Things didn't, it has to be said, start off too promisingly. First the narration had to drip into our perception what an escape room involves, just in case. It had to do the same with the first active part of the players' process, which proved to be playing chess with a robot – that too has to be defined at every stage. At least it got in the way of the characters, including some instantly unlikeable ones, with their unlikeable bickering, as all disparate strangers have to do when plot is lacking.

Plot generally isn't lacking from then on, even if the bickering types are allowed to continue. The book does engage with that increased scale where writing about an escape game easily bests trying to build one. That said, it actually proves to be a ridiculous simulacrum of an escape game – impossible scenes, impossible locations, impossibly knowledgable players... Many a time, indeed, I can imagine an adult coming to a new scene, or to a new event within a scene, and, scoffing at the whole thing, put it down. Luckily, or not, I had a niggle that told me not to do that (plus, you know, a reviewer's obligation...).

This book ultimately is one that is very hard to critique. I think if you're still interested in my response you'll have to settle with the opinion that it's an interesting, peculiar read that ultimately isn't a complete success, where things take their intended path in just too clumsy a fashion for this to be loved. But there is still a big BUT to come, so spoiler-phobic readers can skip the rest of the write-up.

The thing is – reminding you that I'm going to do what reviewers never should and give things away – is that this isn't a book about an escape room. We find out very late in the game, mind – and that's where I call this book clumsy. I think too much of the previous is too ridiculous – things indeed get quite risible at times – and the way through the story for the characters is too OTT for us to like it when the rug is pulled from under us. There were questions for me (as an adult reader, at least) about its success when the first solution was terribly easy, and yet the countdown to failure was allowed to get ridiculously close to zero. After that things escalated too greatly (including the characters' knowledge) for anything to remain realistic, hence my niggle. But I do wonder if the book could not have stuck to the reality of an escape room game, and still have reached a similar conclusion.

That alternative path to the end of this book still might not have been feasible, however – as I say, we start watching Ami play chess while telling us in her narration what it is to play chess. Would a book portraying an escape game ever really have been a success? Would it not have been better, with an important moral in mind, to have teased us with ways to know things weren't as they seemed – to have us be less passive observers of the patently unreal? The jury is out, but it's clear that big questions remain, hence my calling this an interesting, intriguing indeed, failure. But as the great minds always tell us, it is better to have tried and failed than never to have tried. There's some most vivid and evocative scene-setting here – it's just not the scene of any plausible game. And there is a solution as to why that is, but I did think it an ungainly way for us to get to it.

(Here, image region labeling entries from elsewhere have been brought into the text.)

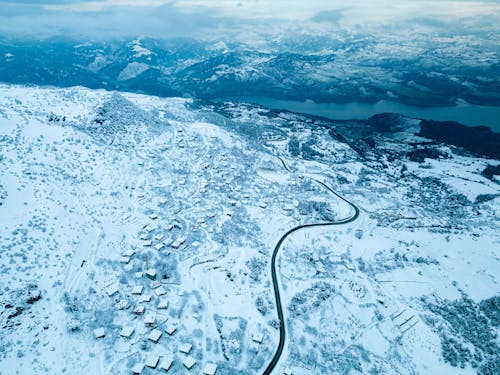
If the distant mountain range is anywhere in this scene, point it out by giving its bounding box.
[0,37,500,106]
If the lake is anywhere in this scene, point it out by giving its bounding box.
[233,97,500,132]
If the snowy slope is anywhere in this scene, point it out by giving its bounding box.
[0,85,500,374]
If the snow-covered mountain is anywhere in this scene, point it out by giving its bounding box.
[0,86,500,375]
[0,33,500,107]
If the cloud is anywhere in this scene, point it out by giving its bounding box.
[0,0,500,43]
[312,9,344,24]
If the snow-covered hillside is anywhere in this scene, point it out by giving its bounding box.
[0,85,500,375]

I must still thank the publishers for my review copy.

The Longest Night of Charlie Noon really floated our boat from this author. For a superlative, high-concept adventure for this age-range, The Day the Screens Went Blank by Danny Wallace and Gemma Correll remains thoroughly distinctive. Grow up a couple of years, and I'd see the Escape Room audience enjoying the series starting with Furnace: Lockdown by Alexander Gordon Smith.